Emboldened by success, Orban doesn’t use code to camouflage the meaning and intent of his ugly, but all too familiar, rhetoric. He and his legion of disciples consider “a Europe with a mixed population and no sense of identity” a real threat and aim to purify white “Christian” Hungary of the unwelcome “others” in their midst.  

Apart from a few wrist-slapping tsk-tsks, the reaction by Europe’s “liberal democracies” to Orban’s self-proclaimed “illiberal democracy” has been predictably wanting. 

It is the same limp response that the leaders of the same “liberal democracies” have offered in reply to United States President Donald Trump’s and Brazilian President Jair Bolsonaro’s routine, authoritarian-saturated spasms of hate and bigotry.
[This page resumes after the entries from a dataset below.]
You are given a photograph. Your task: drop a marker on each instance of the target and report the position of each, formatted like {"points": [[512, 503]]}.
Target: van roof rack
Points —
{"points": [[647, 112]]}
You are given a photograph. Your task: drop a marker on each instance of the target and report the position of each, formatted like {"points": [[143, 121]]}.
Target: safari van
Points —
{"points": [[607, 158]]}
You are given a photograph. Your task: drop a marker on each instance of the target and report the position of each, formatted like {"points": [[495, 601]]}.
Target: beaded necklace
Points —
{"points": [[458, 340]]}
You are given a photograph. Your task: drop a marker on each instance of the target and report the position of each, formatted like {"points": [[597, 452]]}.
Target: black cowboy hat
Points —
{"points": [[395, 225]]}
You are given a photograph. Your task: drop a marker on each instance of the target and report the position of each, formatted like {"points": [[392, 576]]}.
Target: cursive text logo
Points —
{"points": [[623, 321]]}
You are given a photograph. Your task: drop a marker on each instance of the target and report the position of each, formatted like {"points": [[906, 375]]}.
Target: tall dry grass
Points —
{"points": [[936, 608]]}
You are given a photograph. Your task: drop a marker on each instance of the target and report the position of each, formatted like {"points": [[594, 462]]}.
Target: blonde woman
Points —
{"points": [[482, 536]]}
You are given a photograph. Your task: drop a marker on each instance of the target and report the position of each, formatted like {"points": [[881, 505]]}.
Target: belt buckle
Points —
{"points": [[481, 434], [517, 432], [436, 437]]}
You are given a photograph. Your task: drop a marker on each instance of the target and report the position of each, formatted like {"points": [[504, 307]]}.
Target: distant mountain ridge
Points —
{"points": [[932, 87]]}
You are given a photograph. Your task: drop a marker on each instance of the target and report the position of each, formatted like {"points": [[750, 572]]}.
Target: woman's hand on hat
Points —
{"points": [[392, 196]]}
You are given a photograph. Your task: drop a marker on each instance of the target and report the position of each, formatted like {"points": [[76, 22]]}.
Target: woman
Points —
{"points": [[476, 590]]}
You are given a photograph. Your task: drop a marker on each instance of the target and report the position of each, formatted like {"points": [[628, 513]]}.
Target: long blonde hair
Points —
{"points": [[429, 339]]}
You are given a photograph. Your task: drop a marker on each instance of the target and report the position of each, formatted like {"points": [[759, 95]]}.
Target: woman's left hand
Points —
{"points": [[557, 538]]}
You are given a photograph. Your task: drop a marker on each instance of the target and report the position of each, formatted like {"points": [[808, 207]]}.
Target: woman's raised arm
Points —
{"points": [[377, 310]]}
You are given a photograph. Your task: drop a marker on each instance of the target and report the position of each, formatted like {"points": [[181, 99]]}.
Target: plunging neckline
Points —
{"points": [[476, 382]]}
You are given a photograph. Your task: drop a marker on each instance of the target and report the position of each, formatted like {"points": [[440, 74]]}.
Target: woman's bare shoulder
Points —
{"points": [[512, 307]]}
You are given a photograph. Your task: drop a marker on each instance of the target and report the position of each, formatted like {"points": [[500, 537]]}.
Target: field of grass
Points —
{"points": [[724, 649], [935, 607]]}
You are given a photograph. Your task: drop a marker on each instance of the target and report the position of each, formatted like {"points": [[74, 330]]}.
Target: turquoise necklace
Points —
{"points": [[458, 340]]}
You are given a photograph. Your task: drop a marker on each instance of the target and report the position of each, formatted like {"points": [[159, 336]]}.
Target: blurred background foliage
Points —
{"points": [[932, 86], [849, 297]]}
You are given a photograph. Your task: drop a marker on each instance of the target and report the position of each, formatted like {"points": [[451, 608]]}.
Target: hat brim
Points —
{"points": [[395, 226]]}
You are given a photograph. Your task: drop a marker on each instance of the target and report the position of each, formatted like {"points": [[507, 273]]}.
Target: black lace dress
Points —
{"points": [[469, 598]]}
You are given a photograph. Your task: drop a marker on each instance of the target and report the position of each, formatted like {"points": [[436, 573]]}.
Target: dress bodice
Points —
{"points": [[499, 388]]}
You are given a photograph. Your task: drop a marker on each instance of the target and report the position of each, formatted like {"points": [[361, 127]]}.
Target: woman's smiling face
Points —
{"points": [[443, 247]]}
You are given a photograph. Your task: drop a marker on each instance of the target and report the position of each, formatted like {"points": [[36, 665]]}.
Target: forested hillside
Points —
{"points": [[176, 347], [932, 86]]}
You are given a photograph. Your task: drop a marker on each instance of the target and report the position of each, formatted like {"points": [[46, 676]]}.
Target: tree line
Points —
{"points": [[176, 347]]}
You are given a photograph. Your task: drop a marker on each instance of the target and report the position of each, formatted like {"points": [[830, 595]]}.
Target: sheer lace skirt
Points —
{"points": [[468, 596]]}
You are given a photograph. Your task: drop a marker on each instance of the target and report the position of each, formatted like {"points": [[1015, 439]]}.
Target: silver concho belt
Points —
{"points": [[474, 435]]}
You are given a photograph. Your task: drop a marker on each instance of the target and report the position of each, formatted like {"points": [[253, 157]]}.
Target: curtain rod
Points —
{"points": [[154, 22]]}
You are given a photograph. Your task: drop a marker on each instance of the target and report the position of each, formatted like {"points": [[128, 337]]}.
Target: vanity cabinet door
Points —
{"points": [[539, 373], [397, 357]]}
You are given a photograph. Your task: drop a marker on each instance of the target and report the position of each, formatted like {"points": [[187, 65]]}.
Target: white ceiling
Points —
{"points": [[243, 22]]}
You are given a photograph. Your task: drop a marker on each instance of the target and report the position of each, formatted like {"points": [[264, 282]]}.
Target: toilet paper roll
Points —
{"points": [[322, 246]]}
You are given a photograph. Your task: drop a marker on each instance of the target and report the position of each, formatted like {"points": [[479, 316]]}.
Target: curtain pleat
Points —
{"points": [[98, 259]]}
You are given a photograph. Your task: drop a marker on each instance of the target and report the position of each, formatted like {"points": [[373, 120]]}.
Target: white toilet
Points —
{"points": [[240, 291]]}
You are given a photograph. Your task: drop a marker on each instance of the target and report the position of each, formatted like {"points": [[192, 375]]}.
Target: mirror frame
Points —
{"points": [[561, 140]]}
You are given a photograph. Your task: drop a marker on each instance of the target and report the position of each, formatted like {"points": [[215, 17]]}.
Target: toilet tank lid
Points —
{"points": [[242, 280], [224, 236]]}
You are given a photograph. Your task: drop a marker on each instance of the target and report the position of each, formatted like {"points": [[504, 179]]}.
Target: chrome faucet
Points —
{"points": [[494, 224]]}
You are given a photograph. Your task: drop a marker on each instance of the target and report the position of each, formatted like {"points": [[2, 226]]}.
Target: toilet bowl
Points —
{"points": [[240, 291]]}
They yawned while Trump tore migrant children from their parents and locked them in cages. They yawned when Trump called a regiment of tiki-torch-wielding neo-Nazis “very fine people”. They yawned when Trump described El Salvador, Haiti and Africa as “s***holes”. They yawned when Bolsonaro said a fellow lawmaker in Congress was too ugly to rape. They yawned when Bolsonaro told a reporter “you have a terribly homosexual face”. They yawned when Bolsonaro said of Brazil’s 900,000-strong Indigenous community: “It’s a shame that the Brazilian cavalry wasn’t as efficient as the Americans, who exterminated their Indians”.

Instead, the leaders of “liberal democracies” have literally embraced Trump and Bolsonaro as “valued trading partners” and strategic, geopolitical allies.

The leaders of “liberal democracies” make solemn pledges to “never forget”, but they always do. 

So, when our “dark time” demanded that they “not stand on the sidelines”, that’s what they did. When our “dark time” demanded that they defend tolerance and understanding, they chose complicity and appeasement. When our “dark time” demanded a blunt, unequivocal rejection of hate and bigotry, they opted for palatable, diplomatic niceties.  

On January 27, 200 survivors of the Holocaust gathered in southern Poland to commemorate the 75th anniversary of the liberation of the Auschwitz-Birkenau extermination camp. (Nine out of 10 children, women and men murdered there were Jewish.)

They warned that history has a lethal habit of repeating itself. This happens inexorably – step by inevitable step. It starts with hateful words that translate into hateful laws that make legal hateful acts.

That is what happened in the 1930s and it is happening now.

That means another doomed child may soon have to give up her tin of marbles. We just do not know her name.    

The views expressed in this article are the author’s own and do not necessarily reflect Al Jazeera’s editorial stance.